В конце концов, видя, что странная птица не даст им спать, он поднялся и снял с гвоздя ружье, которое вчера повесил в головах. Отодвинул засов и вышел на крыльцо. Луна еще не взошла, но небо густо усеяли звезды, оно было просвечено до дна. Только сурово чернел дубовый гай и изредка что-то постукивало за домом, казалось, там кто-то ходит. Это падали яблоки.
Долина сразу увидел птицу. Та сидела на крыше хлева, на самом гребне. Сашко медленно поднял ружье. Но в тот же миг кто-то дотронулся до его плеча. Люся стояла в накинутой на плечи кофточке, в ее больших глазах отсвечивали звезды.
— Не надо, — сказала она. — Это совка-ночница. Я ее сейчас прогоню, и она больше сюда не прилетит.
Люся спрыгнула с крыльца и махнула белой кофтой. Птица сорвалась с места, шуганула в ночь.
Она вправду больше не кричала на усадьбе. Вечером, уже в темноте, появлялась, несколько раз облетала подворье и исчезала во мраке.

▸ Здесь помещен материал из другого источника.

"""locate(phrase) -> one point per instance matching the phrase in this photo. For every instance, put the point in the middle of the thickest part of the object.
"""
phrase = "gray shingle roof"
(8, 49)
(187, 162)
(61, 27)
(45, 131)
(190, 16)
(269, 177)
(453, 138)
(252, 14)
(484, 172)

А это странное «дюр-р-р-р-р» чуть слышно доносилось издалека…
Но утром случилось досадное происшествие, которое снова едва не заставило их сбежать из лесу. Выйдя на крыльцо, Петро обнаружил перегрызенную пополам гадюку. Наверно, ее поймал в лесу еж и притащил сюда. Петро не догадался закинуть гада в кусты, позвал детей. Они подняли крик, а за ними — Светлана; она потребовала, чтобы Сашко собирал вещи. Сашко все-таки не послушался, они с Петром взяли косы, что висели в чулане, и принялись косить бурьян, которым густо заросло подворье. К полудню подворье было выкошено так, что негде было спрятаться и мыши. А тем временем подоспел и завтрак. Люся нажарила дерунов и наварила вермишели, которую заправила жареным салом с луком. И деруны, и вермишель были очень вкусные, дачники уселись в саду под яблоней, столом им служили положенные на две дубовые окоренки липовые доски, а стульями — березовые кругляки. Дети визжали от восторга и умяли столько дерунов и вермишели, сколько дома не съели бы и за неделю.